Bharti Retail decides to close 4-5 non-performing ‘Easyday’ stores: Bharti Retail
operates a retail chain of 28 ‘Easyday’ supermarket stores in North India (Punjab,
Haryana) and has decided to close down 4-5 of its non-performing stores. It is however
looking to open a few more medium stores (30,000 sq ft) and expand small stores into
other markets in Punjab and Haryana.
Future Group and Hidesign close to signing JV: The JV, which will be signed
between Future Ventures and Hidesign, will launch an India-oriented lifestyle brand,
Holii. The product will be priced 30-40% lower than Hidesign, and the brand will cater to
consumers in the mid-to-mass market segments.
Future Group to buy stake in Turtle: The Turtle Group currently operates 32
exclusive outlets across the country, including Ahmedabad, Bangalore, Chennai,
Bhubaneshwar and Guwahati, and also has presence in over 1,200 MBOs. The company,
which has two facilities in Kolkata and Bangalore, reported a turnover of INR 465 mn in
2007-08.
Provogue to invest INR 250 mn on stores expansion: Provogue plans to invest INR
250 mn towards setting up ~35 Provogue stores and eight Promart stores by FY10,
spread across 800-4,000 sq ft. These stores will be spread out equally in metros as well
as tier II and tier III cities of India.
Reliance plans 1,000 ‘Delight’ stores in 2 years: After food and grocery stores,
Reliance Retail is giving a big push to its non-veg retail chain, Delight. Non-veg products
deliver 20% margins against only 10-15% in food and grocery retailing. Despite protests
the company has opened over 100 stores in Chennai, Bangalore and Mumbai. Further, it
plans to open 500 stores by 2009 and 1,000 by 2010.

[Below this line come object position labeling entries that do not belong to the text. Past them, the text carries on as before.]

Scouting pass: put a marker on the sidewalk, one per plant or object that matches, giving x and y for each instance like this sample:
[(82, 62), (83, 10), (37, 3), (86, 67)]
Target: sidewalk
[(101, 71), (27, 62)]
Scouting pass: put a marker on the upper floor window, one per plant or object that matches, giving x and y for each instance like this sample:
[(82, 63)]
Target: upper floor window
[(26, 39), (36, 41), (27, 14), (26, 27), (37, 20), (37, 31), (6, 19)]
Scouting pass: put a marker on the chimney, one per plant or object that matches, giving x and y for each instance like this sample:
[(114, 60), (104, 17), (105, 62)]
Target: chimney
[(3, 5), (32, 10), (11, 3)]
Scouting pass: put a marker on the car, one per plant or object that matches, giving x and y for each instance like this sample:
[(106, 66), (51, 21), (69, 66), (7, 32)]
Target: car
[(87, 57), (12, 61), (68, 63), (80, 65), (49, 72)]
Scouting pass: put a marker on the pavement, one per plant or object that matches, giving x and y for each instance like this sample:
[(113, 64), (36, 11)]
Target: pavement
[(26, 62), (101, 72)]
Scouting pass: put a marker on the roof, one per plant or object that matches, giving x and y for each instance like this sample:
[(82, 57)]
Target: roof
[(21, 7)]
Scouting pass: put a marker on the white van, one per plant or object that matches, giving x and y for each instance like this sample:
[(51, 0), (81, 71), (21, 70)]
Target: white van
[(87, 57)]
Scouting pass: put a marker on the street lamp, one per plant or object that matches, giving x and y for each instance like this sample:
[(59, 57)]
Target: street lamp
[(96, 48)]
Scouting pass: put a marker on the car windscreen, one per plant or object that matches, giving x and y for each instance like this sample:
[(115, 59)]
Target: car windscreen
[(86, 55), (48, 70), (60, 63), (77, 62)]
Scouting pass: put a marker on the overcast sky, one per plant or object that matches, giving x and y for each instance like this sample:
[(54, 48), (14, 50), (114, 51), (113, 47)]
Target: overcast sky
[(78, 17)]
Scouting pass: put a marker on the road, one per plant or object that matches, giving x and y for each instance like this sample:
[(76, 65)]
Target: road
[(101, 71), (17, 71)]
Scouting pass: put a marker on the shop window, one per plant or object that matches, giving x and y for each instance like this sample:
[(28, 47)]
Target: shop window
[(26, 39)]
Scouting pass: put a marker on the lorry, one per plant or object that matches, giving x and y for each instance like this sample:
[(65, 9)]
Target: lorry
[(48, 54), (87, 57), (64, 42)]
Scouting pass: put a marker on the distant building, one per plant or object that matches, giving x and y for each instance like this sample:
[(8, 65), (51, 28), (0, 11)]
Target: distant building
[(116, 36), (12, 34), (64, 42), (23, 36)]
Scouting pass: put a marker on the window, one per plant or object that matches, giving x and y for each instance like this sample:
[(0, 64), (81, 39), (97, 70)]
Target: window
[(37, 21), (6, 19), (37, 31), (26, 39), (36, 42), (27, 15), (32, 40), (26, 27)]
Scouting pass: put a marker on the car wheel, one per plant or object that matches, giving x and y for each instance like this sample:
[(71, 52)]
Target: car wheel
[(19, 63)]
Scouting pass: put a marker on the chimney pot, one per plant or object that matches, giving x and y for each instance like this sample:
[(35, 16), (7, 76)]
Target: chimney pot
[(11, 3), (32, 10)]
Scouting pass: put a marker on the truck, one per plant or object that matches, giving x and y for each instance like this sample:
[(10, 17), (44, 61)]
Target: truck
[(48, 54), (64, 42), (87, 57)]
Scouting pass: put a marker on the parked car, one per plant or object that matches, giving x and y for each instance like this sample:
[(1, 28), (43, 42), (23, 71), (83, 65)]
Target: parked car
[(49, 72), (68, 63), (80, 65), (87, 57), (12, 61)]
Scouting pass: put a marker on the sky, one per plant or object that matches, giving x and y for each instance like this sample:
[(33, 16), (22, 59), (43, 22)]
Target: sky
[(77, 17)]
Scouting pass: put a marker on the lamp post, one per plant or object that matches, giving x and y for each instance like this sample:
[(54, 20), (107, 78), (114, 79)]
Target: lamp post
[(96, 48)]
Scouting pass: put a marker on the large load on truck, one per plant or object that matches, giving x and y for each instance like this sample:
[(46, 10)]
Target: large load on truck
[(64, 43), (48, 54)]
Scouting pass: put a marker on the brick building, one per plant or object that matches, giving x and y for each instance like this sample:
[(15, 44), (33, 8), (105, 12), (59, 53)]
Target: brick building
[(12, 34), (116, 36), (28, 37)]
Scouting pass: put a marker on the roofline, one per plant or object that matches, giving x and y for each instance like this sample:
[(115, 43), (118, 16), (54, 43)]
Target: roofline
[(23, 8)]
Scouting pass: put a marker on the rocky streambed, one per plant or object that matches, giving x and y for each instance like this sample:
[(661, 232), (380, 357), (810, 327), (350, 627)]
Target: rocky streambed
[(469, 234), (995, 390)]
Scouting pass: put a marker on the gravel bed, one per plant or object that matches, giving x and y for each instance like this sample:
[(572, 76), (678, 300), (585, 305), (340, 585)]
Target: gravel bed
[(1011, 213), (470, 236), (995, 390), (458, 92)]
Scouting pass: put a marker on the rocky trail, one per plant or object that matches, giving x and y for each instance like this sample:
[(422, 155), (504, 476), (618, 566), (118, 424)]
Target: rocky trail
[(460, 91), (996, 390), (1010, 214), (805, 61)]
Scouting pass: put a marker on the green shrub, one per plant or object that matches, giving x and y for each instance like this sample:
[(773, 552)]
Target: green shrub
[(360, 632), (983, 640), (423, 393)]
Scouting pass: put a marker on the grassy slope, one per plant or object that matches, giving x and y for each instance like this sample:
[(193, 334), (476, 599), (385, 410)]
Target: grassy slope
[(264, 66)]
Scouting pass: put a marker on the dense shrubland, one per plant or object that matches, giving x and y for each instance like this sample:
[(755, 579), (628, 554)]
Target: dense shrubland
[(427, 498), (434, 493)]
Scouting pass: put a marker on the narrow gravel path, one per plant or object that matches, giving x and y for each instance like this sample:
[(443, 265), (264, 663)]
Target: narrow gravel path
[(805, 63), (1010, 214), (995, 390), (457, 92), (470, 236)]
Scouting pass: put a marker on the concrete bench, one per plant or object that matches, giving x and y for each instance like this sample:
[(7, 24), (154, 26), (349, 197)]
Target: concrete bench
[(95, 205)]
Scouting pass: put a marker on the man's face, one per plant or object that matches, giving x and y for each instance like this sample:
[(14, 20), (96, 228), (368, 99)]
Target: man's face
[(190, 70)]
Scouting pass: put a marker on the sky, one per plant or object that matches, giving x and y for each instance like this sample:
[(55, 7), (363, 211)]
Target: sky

Infiniti to open 20 Croma retail stores next fiscal: Infiniti plans to open 20 Croma
stores with an investment of INR 600-800 mn in 2009-10, taking its total number of
stores across the country to 50. Infiniti has technical and sourcing agreements with
Australian retail giant Woolworths. The Australian company provides technical support
and strategic sourcing facilities from its global network.
Apparel companies pin hopes on small towns: Branded apparel companies like
Madura Garments, Provogue, Raymond, and many others are investing more in B- and
C-class markets with competitive pricing strategies. Roughly, organised retail brands and
unbranded apparel have proportional market share of almost 50:50 in metros, while this
ratio varies from 80:20 to 90:10 in smaller markets. Branded majors are now hoping to
cash in on this potential at a time when consumption has dipped. Raymond is planning to
come up with at least 100 retail stores, mostly in tier-II and tier-III cities, while
Provogue is planning to open 65 retail stores in B- and C-grade cities.